Why should architects and urban designers pay attention to an emerging field like service design?
(School of Design Strategies, Parsons the New School for Design): The shift to post-industrial economies, predicted in the late 1950s, is now in full effect. It is not happening in some smooth progression as the tertiary service sector grows to subsume the manufacturing sector. It is instead happening unevenly and disruptively, with the government forestalling the sudden bankruptcy of the auto industry, large scale oil spills resulting from harder-to-get-at oil repositories, and the on-again/off-again of the digitization of music, books, and media in general.
Developing more sustainable societies will require getting the increasing urbanization of global populations right. Cities, because of their density, afford substantial eco-efficiencies. However, as a result of their ill-considered 20th century development, cities are yet to deliver on that promise. So cities need to be significantly, and rapidly, retrofitted. This is like calling for the repair of a car while it is speeding down a highway — it’s not like everybody can be shipped out of a city while the renovation is completed. This turns building professions into full-blown service industries, working out the logistics of rebuilding in and around people’s ongoing, everyday lives.
The age of cheap is coming to an end: whether that be cheap oil or all its construction material derivatives. Architecture is going to have to become the profession of retrofitting, and de-/re-construction. This is the kind of challenge for which a service design strategy is well suited.
What kinds of contracts are service designers getting?
(ImaginationLancaster, Lancaster University, UK): For a forthcoming publication on Design for Services (Gower Publishing), Anna Meroni and I collected and mapped out 18 case studies of service design projects in a variety of sectors such as education, transport, communication, healthcare, food provision, entertainment, security, and community services. These kinds of services differ immensely from each other depending on their complexity, heterogeneity, service provision or area of application.
Moreover, each project has been approached from a variety of perspectives, focusing on the re-design of service experiences or “touchpoints,” or on experimentation with new service models or system configurations. Designers also consider a different mix of variables such as service usability, feasibility, sustainability, modularity, or experiential quality.

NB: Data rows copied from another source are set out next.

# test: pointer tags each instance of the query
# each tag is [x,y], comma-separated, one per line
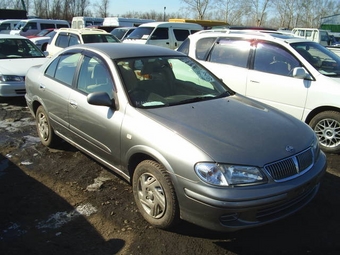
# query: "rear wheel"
[44,129]
[155,195]
[326,125]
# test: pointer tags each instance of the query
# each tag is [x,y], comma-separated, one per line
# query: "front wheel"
[155,195]
[44,129]
[326,125]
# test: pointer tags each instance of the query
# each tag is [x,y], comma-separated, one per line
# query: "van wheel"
[326,125]
[155,195]
[44,129]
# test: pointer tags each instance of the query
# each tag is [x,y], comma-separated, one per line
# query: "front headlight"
[16,78]
[227,175]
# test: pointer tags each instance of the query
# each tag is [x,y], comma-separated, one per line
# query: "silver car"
[191,148]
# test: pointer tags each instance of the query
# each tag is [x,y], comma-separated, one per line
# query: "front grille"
[291,167]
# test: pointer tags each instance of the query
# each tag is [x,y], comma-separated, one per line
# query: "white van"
[313,34]
[81,22]
[7,25]
[164,34]
[125,22]
[33,26]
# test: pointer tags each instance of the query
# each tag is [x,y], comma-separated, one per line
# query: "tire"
[155,195]
[44,129]
[326,125]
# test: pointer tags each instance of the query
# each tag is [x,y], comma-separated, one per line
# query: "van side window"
[231,52]
[161,33]
[273,59]
[45,26]
[63,68]
[181,34]
[62,40]
[203,46]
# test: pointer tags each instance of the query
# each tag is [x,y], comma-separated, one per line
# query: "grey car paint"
[226,130]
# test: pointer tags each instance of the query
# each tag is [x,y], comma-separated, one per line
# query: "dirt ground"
[62,202]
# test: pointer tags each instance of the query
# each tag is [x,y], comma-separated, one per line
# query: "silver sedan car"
[191,148]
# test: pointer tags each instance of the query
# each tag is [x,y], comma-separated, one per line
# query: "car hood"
[19,66]
[236,129]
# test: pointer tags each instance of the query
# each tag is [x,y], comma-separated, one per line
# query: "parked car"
[42,41]
[190,146]
[17,55]
[66,37]
[29,27]
[42,33]
[292,74]
[122,32]
[164,34]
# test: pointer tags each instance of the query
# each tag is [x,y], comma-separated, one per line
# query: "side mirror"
[301,73]
[101,98]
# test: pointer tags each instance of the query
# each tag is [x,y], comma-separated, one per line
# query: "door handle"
[73,103]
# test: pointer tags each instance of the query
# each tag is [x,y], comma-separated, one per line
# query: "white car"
[17,55]
[295,75]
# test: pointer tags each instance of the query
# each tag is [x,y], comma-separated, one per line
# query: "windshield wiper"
[193,100]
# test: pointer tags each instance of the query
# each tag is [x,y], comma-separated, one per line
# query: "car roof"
[250,34]
[122,50]
[8,36]
[86,30]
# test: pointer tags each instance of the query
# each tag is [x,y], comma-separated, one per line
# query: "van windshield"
[141,33]
[323,60]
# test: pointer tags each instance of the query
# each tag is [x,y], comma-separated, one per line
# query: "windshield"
[141,33]
[323,60]
[19,48]
[168,81]
[95,38]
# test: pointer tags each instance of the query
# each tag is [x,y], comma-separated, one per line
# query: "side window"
[184,48]
[181,34]
[32,25]
[231,52]
[61,25]
[73,40]
[45,26]
[203,46]
[160,34]
[94,76]
[62,40]
[63,68]
[274,59]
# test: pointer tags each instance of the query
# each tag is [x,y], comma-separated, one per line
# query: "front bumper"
[232,213]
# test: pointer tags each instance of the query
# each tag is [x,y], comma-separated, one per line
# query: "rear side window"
[203,46]
[181,34]
[63,68]
[45,26]
[231,52]
[160,34]
[62,40]
[273,59]
[61,25]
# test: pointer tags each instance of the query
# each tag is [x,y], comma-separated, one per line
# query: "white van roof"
[173,24]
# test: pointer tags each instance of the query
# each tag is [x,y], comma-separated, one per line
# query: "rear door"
[95,128]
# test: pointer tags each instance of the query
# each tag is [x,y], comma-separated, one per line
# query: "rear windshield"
[95,38]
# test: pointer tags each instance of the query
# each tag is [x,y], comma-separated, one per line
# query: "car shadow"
[312,230]
[36,220]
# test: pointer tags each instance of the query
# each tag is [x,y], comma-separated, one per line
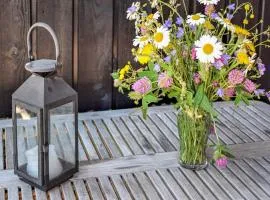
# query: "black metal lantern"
[45,126]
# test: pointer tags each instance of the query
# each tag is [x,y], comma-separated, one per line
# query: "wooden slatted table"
[125,157]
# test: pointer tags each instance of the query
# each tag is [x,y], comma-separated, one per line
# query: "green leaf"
[151,66]
[173,94]
[199,95]
[153,76]
[150,99]
[202,101]
[147,99]
[115,75]
[245,99]
[238,99]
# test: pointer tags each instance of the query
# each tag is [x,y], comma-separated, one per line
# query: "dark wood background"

How do service designers see the city in a unique way, and how does this enable them to develop new approaches to make them smarter, greener or fairer?
Given that service design deals in multiple back-and-forth logistics, the density of cities is a bonus to service design businesses. The social development of cities has also resulted, in most cases, in a cosmopolitanism that increases the comfort-with-strangers involved in most services. So cities become the ‘material’ of service design, and specifically ‘urban’ qualities become the field’s lingua franca. Conversely, successful service design makes living better with less (owned stuff) more convenient and productive. A future in which we consume fewer resources doesn’t have to mean a future of constant sacrifice — especially if we focus on the services we need rather than the products we want.
The views expressed here are those of the authors only and do not reflect the position of The Architectural League of New York.